C’est ainsi que le premier responsable d’Algex explique : « Nous recevons des demandes de partenaires européens qui souhaitaient se porter acquéreurs de nombreux produits agricoles frais pour lesquels ils ont un intérêt particulier, non pas du point de vue des volumes, mais du point de vue de la singularité des produits méditerranéens, mais il n’a pas toujours été possible de conclure des opérations rentables dans les délais et pour les quantités souhaitées »

Méconnaissance du marché européen

Les producteurs algériens ont du mal à entrer dans une politique de certification que réclament les marchés européens (photo MN)

Un autre obstacle de taille, souligné par Rachid Bouzidi a trait à la méconnaissance des marchés et des besoins des consommateurs de l’UE. C’est ainsi que le représentant du ministère de l’Agriculture et du Développement rural mettra en exergue une mise à niveau insuffisante en matière de normes et de compétitivité

Mohamed Benini rappellera, de son côté, l’absence d’une politique d’exportation et de promotion des produits agricoles qui constitue l’une des principales contraintes freinant les exportations.

Le protectionnisme masqué de l’UE

Les obstacles rencontrés par les exportateurs algériens ne sont toutefois pas seulement d’ordre interne.

Les responsables de l’agriculture algérienne pointent du doigt les normes et certifications ISO et HCCP qui concernent la qualité d’hygiène et la traçabilité des produits. « Ces normes constituent le point nodal de nos discussions avec nos partenaires européens, car ce ne sont, à notre sens, que de simples points techniques », note le DG d’Algex.

« Le principal atout de l’Algérie est représenté par le produit naturel et bio, mais les procédures de certification sont lourdes et coûteuses », précise M. Benini qui les qualifie « d’obstacle de taille ».

« Poursuivre l’intégration dans le marché mondial »

Les participants au séminaire ont insisté sur la nécessité d’accroître la production de produits susceptibles de trouver des débouchés sur les marchés extérieurs.

Le responsable de la filière dattes se fixait pour but, il y a quelques jours à peine, de quintupler les exportations de ce produit prisé par les consommateurs européens.

Développer les exportations n’implique pas pour autant de se refermer sur soi-même.

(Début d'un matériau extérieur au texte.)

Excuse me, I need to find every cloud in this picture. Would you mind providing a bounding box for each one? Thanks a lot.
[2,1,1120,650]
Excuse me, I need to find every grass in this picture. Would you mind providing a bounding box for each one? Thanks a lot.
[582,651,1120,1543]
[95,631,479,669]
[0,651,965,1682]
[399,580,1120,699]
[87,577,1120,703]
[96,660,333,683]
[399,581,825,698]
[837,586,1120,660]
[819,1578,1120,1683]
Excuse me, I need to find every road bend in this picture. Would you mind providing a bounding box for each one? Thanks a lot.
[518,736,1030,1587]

Il faut au contraire «œuvrer à maintenir l’intégration de l’économie nationale dans le marché mondial», soutient de son côté le directeur de l’Institut national de la recherche agronomique d’Algérie (INRAA).

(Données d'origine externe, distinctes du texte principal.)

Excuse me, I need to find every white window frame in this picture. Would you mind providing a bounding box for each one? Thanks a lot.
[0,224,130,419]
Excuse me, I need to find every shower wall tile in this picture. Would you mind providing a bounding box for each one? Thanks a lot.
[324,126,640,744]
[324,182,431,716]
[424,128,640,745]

Fouad Chehat plaide en effet en faveur d’une «intégration réfléchie» afin de passer d’un pays importateur de produits alimentaires à un pays exportateur

Améliorer les performances de la filière

Le directeur de l’INRAA insiste sur le nécessaire parachèvement de l’organisation des filières agroalimentaires, sur le développement des modalités d’organisation ainsi que la création de conditions à une régulation efficace des marchés.

Il salue les efforts déjà consentis, à l’instar « du couloir vert mis en place par les douanes pour le transit des produits frais ».

Appel à un « appui multiforme » de l’UE

Dans le but de redresser la filière et de promouvoir les exportations à destination du marché européen, Rachid Bouzidi a lancé un appel à l’UE en termes de connaissance des marchés européens et des circuits de distribution, de mise en place de systèmes de veille économique, réglementaire, technique et technologique ainsi qu’en matière de renforcement des organisations interprofessionnelles.

Mohamed Benini espère, de son côté, « un assouplissement de certaines normes qui sont applicables dès janvier 2011 » et qui sont susceptibles d’entraver encore davantage les exportations algériennes.